2. Analysis of CTD data
In oce: Analysis of Oceanographic Data

knitr::opts_chunk$set(collapse = TRUE, comment = "#>")

Abstract. The basics of working with CTD data are outlined in this vignette, as a supplement to a shorter entry in the main vignette.

Pre-trimmed data

Many of the object types supported by oce come with built-in data. For an example, data(ctd) yields a CTD profile that has been trimmed to just the downcast portion of the sampling. (See the next section to learn how to do this trimming.) A summary and plot (Figure 2) are created as follows.

library(oce)
data(ctd)
summary(ctd)
plot(ctd)

Accessing the data within this ctd object can be done directly, e.g. ctd@data$pressure holds the pressure record, but it is usually better to use an accessor function that is provided with oce. This function is named [[, and it takes a character string as an argument, e.g. ctd[["pressure"]] yields the pressure column. The accessor notation is preferable to direct access because it is simpler for the user. For example, several oce objects store the data in single-byte or two-byte chunks, to match the raw format used by the instruments, and the accessor function takes care of translating these values to what are sometimes called "science" units.

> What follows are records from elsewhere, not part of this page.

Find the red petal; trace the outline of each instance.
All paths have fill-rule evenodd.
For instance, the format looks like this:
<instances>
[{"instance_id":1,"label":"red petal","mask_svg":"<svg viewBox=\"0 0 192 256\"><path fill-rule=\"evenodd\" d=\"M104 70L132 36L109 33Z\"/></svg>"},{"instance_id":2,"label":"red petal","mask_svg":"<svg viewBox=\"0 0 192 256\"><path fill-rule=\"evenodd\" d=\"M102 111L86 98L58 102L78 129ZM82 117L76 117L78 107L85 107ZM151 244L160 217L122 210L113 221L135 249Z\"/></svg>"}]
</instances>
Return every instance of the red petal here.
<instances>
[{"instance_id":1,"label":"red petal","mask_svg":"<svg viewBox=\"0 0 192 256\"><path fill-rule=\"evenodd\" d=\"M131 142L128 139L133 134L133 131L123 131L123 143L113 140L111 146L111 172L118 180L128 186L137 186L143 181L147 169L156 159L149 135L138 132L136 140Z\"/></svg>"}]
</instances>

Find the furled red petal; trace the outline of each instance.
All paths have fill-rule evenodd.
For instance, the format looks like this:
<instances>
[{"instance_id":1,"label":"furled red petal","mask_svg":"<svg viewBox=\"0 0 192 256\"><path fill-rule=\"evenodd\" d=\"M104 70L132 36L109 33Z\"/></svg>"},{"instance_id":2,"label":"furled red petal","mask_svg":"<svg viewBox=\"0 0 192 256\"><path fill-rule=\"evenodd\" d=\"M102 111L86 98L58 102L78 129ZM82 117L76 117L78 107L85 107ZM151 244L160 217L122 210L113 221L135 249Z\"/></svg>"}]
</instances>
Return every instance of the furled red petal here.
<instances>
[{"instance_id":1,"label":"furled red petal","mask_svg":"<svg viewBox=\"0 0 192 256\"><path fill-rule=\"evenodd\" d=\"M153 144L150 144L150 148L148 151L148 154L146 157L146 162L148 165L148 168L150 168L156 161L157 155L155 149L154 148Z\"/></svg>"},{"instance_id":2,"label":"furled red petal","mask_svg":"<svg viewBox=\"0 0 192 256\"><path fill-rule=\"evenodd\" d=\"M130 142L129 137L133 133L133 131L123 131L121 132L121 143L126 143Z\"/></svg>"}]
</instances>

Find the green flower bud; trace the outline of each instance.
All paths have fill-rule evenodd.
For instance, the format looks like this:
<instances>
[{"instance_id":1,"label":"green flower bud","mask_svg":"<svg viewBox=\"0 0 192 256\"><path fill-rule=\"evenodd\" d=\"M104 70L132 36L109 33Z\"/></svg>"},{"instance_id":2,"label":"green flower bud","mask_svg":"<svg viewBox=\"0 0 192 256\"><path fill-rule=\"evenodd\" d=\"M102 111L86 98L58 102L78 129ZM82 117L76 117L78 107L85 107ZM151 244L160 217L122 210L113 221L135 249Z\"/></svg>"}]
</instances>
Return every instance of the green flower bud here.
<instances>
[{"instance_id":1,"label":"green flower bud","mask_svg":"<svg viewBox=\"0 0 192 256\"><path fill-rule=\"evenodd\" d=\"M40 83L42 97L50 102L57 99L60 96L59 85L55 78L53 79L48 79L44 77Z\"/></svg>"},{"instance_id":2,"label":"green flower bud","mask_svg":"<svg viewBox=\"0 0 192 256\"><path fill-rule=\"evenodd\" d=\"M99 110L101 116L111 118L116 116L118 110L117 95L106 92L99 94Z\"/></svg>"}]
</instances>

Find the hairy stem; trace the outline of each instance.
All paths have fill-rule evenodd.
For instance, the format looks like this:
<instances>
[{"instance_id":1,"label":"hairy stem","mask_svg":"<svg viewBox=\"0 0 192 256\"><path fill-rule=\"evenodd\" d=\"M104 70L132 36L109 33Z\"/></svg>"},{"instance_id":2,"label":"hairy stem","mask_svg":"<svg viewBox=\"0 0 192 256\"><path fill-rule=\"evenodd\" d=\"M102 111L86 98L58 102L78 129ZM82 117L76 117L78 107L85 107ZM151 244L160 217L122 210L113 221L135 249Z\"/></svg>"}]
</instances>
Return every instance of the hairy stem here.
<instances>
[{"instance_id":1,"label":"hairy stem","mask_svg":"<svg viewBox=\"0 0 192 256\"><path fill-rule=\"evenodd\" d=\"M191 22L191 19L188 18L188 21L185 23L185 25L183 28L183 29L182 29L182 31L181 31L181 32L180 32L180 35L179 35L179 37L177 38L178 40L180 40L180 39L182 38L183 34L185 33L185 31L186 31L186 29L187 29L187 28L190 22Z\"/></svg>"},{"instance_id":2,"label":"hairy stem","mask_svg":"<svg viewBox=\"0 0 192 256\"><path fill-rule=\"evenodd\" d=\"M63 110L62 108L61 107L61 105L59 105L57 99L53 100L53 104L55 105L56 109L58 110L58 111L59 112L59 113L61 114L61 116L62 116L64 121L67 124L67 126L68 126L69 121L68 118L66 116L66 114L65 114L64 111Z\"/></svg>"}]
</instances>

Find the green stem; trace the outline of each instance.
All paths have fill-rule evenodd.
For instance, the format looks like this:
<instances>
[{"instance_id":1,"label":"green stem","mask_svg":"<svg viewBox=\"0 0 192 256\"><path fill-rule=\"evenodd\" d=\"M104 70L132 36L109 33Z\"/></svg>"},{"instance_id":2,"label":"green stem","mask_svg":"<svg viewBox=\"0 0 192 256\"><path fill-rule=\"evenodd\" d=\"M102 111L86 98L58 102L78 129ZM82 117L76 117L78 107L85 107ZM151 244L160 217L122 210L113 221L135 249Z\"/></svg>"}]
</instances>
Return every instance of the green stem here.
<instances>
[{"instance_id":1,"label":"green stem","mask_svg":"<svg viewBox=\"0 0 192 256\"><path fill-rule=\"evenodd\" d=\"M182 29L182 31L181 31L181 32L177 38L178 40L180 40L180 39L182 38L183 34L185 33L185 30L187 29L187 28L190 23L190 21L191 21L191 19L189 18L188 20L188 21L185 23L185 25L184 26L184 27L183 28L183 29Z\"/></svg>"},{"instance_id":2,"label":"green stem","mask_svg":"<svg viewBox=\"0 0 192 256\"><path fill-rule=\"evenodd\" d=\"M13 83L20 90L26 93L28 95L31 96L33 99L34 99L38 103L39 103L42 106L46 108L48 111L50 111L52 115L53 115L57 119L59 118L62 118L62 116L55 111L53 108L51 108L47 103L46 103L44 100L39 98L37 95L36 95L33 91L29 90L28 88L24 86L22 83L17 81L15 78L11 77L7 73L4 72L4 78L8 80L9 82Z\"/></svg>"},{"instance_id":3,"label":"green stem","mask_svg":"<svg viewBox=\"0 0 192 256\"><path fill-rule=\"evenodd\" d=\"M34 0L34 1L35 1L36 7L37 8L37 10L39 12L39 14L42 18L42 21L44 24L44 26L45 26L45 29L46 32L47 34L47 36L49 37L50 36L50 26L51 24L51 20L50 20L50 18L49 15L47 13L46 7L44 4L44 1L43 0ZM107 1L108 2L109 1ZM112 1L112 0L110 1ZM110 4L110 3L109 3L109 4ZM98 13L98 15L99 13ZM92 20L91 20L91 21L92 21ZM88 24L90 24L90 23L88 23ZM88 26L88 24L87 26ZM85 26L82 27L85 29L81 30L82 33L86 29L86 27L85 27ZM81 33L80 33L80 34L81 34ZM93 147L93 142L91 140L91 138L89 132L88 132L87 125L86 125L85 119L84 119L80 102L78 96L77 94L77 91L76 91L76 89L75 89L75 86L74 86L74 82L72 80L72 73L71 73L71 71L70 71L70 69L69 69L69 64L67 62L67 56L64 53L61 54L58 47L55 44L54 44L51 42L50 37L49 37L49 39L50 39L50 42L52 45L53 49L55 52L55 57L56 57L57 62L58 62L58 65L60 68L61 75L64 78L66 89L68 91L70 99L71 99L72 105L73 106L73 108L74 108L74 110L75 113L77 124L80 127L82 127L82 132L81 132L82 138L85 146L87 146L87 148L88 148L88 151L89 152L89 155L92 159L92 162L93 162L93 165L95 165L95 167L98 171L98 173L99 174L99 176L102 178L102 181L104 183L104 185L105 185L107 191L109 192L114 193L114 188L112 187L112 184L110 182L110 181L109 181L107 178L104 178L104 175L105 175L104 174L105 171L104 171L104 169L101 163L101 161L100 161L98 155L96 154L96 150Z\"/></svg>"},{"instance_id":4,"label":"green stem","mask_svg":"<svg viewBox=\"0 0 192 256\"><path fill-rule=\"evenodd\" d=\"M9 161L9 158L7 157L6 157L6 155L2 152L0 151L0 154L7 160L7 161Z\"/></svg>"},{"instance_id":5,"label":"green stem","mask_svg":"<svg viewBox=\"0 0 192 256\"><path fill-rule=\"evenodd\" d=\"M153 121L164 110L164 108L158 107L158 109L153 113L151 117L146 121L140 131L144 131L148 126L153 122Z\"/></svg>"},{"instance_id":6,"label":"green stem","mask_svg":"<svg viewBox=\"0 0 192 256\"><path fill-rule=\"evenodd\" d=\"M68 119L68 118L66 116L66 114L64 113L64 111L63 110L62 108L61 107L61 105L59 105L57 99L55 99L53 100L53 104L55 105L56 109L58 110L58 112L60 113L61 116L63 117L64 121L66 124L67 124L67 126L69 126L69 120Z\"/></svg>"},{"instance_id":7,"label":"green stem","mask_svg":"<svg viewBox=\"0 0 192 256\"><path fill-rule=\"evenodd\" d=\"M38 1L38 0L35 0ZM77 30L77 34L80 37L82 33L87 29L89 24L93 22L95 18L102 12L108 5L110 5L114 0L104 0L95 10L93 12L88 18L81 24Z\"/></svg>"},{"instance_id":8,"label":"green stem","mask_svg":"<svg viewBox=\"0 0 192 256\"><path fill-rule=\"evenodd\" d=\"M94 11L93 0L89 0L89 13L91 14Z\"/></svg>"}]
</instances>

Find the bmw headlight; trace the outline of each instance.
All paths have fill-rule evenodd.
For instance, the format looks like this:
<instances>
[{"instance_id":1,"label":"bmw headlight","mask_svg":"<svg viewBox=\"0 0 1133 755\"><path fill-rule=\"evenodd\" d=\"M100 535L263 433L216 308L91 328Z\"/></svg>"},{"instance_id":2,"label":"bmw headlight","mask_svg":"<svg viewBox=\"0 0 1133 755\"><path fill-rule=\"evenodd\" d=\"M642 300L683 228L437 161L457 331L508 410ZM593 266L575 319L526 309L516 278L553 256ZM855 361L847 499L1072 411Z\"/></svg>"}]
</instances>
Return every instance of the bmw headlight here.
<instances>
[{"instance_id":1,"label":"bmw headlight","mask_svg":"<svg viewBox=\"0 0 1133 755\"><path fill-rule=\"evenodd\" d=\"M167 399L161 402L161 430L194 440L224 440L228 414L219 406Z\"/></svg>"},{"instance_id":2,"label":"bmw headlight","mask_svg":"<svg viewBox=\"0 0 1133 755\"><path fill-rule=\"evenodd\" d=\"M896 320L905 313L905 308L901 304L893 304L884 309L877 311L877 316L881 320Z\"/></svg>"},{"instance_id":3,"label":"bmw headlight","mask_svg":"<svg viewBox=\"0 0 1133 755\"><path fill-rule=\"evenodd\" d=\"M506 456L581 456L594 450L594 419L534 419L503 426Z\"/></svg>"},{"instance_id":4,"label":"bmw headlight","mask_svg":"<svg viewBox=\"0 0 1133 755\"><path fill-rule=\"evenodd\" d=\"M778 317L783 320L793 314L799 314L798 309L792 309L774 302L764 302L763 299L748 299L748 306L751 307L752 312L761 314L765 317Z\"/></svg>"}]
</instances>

Exercise 1. Plot a profile of $\sigma_\theta$ and $N^2$ within the pycnocline in the built-in ctd data set. (Hint: use subset().)

Raw data

Practicing Oceanographers may be wondering how the CTD cast used in the preceding section was trimmed of equilibration-phase and upcast-phase data. Spurious data from these phases must be trimmed as a first step in processing. For example, consider the following code.

data(ctdRaw)
plotScan(ctdRaw)

This produces a two-panel plot (Figure 3) of the data as a time-series, revealing not just the desired downcast, but also an earlier equilibration phase and a later upcast. The x-axis in Figure 3 is the scan number, which is a convenient index for extraction of the downcast portion of the profile by an essentially manual method, e.g. proceeding with a sequence of commands such as

plotScan(ctdTrim(ctdRaw, "range",
    parameters = list(item = "scan", from = 140, to = 250)
))
plotScan(ctdTrim(ctdRaw, "range",
    parameters = list(item = "scan", from = 150, to = 250)
))

This method of making decisions based on plotted information is probably the most robust method of trimming data. However, for quick work, users may be satisfied with the results of automatic downcast detection, e.g.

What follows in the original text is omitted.